Another run of kerbal got me thinking about what, in reality, makes up the limit for small, but still useful space probes.
The rationale should be obvious: The rocket equation does not hurt that much when we can make our payloads smaller and smaller. Assume a 10kg dry mass. With 260s ISP you get close to 6km/s delta-v out of a 100kg probe, enough to bring you into Mars orbit (and thus probably also somewhere in the belt). On a Falcon 9 you can start 220 of such probes at once, bringing launch cost down to about 300 000$. Probe production would also benefit from economics of scale. Finally, a certain risk of loss is not big deal anymore.
However, the obvious question is: Are such probes useful? Or rather: What is the reason we do not launch such Microprobes today? Is it:
- The engine (is the smallest possible liquid fuel engine much bigger)?
- Power supply (solar panels, batteries)
- Controls
- Scientific instruments
What is driving the payload weight currently?

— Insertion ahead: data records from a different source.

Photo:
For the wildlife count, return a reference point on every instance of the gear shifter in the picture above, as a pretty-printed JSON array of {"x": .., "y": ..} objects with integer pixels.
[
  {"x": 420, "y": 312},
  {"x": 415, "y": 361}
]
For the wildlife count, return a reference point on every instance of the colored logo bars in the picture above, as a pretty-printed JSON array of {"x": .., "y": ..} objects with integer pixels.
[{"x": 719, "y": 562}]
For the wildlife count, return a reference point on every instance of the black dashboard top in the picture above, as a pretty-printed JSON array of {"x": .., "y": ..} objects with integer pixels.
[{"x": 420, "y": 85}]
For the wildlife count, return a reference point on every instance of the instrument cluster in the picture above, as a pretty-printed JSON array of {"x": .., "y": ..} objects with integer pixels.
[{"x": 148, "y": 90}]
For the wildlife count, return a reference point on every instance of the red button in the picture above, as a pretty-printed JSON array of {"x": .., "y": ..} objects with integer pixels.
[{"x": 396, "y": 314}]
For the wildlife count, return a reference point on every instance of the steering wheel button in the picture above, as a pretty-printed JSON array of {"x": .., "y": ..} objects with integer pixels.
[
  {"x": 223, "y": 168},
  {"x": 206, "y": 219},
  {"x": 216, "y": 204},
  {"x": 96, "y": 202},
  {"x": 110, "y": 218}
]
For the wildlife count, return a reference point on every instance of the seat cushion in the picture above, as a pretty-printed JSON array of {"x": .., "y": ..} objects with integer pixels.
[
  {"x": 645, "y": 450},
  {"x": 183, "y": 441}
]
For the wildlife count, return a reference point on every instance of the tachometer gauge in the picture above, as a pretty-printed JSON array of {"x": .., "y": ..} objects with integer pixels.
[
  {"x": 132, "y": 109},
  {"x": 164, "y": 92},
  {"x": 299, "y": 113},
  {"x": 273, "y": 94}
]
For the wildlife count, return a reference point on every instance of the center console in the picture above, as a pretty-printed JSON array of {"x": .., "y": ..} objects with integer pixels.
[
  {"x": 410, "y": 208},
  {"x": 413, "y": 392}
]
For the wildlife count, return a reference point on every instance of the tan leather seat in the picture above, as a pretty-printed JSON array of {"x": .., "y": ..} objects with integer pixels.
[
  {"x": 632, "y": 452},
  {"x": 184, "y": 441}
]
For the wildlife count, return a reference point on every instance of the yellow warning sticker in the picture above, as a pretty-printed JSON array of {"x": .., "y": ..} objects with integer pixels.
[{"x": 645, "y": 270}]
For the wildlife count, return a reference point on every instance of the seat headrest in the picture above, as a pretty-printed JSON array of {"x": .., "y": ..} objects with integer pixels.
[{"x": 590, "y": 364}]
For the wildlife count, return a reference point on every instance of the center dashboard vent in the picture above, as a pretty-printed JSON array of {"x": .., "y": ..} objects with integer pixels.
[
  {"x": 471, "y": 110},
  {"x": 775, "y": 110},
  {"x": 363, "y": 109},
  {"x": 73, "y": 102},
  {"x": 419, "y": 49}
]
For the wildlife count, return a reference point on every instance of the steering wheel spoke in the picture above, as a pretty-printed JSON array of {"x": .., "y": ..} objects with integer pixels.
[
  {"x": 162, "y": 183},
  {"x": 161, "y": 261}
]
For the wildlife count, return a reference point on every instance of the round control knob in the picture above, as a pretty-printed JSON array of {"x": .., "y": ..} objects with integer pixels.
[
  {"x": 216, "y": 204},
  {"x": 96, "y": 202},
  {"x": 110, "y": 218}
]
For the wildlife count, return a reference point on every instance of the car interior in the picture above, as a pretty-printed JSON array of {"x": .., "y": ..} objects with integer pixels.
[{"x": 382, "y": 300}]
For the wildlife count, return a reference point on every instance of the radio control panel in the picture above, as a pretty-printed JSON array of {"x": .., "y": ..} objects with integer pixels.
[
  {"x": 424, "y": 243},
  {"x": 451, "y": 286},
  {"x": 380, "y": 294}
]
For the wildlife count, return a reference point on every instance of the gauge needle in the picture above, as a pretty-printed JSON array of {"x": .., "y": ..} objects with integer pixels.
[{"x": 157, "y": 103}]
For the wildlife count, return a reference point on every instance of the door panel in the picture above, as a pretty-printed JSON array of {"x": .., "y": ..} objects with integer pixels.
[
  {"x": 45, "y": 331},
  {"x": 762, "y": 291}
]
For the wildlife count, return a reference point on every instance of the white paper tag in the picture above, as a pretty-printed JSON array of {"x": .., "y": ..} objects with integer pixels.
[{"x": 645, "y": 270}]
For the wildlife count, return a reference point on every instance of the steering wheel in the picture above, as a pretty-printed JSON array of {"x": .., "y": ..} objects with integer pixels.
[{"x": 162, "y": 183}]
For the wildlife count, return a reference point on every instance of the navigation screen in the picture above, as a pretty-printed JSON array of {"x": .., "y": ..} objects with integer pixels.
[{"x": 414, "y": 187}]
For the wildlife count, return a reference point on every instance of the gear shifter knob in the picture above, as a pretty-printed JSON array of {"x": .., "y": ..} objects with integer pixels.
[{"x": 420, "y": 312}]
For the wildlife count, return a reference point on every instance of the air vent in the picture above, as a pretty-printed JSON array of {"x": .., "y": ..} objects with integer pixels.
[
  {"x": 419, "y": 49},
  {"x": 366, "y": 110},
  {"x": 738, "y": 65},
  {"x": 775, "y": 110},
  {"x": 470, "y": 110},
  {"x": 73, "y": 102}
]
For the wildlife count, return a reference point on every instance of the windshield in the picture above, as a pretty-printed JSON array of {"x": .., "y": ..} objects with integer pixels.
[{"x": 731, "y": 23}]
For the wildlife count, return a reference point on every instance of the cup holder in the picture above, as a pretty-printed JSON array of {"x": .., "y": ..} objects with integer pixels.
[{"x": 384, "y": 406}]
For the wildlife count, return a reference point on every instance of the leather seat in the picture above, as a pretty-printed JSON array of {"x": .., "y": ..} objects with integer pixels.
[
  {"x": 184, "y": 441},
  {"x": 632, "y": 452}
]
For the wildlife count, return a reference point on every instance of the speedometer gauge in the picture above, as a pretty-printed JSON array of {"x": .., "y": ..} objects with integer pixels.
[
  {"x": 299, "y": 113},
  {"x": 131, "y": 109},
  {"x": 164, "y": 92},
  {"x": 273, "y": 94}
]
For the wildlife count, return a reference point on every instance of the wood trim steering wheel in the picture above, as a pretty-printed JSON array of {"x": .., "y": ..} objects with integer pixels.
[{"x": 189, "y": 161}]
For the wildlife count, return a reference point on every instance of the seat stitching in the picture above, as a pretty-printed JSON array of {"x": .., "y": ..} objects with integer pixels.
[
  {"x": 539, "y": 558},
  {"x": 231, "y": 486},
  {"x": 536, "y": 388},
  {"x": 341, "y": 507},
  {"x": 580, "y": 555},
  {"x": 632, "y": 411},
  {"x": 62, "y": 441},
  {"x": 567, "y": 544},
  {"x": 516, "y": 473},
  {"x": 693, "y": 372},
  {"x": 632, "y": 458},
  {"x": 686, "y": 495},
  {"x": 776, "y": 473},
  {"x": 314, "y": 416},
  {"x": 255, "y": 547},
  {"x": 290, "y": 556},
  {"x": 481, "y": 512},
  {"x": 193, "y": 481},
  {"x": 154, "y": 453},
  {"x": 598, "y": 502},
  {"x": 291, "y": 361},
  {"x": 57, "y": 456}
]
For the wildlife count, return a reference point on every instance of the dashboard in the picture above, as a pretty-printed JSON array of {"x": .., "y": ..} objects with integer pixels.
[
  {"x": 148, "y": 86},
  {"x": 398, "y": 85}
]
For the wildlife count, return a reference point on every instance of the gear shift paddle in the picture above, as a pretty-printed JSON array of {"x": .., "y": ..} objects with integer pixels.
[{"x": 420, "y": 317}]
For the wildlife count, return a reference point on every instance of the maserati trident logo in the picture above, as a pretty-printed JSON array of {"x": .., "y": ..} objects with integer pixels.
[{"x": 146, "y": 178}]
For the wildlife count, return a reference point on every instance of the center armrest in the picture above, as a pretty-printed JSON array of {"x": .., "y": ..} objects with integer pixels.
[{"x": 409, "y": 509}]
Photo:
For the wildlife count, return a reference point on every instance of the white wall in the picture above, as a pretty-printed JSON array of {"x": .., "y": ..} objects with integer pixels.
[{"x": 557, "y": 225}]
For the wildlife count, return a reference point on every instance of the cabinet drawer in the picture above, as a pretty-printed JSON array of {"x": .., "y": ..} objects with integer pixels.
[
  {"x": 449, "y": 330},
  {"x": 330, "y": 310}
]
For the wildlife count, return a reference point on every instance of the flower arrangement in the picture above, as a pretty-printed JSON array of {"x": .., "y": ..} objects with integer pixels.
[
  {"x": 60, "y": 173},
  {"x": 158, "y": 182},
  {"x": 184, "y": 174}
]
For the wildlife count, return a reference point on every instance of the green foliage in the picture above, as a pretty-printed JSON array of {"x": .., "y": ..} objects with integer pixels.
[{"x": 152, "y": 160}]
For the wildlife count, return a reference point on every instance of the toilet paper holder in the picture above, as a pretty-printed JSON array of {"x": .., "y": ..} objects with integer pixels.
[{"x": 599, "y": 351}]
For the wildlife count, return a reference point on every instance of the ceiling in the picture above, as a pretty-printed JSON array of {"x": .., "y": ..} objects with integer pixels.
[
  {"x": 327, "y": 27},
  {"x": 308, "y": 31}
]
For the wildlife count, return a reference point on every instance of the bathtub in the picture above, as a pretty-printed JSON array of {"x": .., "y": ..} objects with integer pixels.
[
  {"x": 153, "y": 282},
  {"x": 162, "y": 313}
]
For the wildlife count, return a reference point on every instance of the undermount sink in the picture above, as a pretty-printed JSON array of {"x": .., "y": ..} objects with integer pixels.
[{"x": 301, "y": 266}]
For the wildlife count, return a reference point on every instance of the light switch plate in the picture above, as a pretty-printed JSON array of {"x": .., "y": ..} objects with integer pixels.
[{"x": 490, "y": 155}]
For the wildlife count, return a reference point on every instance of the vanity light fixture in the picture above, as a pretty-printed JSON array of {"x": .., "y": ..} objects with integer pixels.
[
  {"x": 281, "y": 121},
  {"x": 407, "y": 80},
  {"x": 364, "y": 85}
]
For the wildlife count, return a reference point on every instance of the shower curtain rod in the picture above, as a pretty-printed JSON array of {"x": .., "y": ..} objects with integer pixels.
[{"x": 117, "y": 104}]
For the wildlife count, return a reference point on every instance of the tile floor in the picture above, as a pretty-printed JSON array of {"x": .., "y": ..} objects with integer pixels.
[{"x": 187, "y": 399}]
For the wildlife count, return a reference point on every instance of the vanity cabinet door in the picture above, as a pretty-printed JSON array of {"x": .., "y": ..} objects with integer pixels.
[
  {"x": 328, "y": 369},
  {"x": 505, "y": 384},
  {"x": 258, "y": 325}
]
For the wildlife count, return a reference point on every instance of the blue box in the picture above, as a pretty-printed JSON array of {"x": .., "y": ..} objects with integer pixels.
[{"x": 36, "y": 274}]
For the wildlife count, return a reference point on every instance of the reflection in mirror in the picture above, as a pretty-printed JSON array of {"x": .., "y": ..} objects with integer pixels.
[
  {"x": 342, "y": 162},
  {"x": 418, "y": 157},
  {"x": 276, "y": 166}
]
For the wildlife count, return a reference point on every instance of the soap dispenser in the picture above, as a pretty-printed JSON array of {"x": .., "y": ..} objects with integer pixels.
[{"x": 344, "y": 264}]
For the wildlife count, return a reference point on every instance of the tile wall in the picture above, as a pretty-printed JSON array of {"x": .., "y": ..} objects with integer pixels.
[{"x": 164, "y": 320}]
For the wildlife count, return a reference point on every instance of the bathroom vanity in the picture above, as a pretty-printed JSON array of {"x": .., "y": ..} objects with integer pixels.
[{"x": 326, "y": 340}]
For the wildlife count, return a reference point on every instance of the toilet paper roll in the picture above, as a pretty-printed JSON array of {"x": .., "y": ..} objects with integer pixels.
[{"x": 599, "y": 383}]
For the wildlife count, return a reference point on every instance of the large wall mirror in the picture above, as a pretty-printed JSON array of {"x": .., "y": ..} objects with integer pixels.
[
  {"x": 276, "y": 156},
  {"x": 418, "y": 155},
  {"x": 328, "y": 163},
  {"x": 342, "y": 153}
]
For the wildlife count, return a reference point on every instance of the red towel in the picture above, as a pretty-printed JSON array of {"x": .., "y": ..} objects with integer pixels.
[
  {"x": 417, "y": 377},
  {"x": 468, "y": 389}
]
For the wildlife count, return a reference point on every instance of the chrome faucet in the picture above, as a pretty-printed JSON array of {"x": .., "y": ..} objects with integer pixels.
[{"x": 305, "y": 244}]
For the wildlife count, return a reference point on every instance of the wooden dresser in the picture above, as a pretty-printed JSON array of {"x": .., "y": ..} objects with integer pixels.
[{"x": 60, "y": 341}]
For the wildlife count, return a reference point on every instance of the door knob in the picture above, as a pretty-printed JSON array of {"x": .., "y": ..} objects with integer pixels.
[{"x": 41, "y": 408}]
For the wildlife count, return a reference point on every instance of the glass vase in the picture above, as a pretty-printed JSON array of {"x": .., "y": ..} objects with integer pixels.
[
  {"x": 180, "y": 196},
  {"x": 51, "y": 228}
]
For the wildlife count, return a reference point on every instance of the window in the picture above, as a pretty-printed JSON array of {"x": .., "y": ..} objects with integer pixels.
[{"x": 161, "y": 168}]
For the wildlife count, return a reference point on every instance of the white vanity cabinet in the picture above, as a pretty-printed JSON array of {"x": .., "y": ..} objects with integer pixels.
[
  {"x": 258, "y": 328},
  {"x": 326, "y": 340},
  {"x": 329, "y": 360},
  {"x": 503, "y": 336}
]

edit: David's answer below focused on optics and communication. So I try to be a little bit more precise: A large CMOS chip is roughly 16cm². Does one need that much more for in-orbit photography (because there is so little light)? According communication: Is antenna size really the issue (not wattage)? If so, why shouldn't you fold it? Say we put a conventional, lightweight camera, top notch solar cells, a small battery, a raspi and a conventional GSM like sender on a probe and send it to a Phobos polar orbit. This "science package" should weigh under 1kg. That gives us another 9kg for attitude control, shielding etc. what am I missing?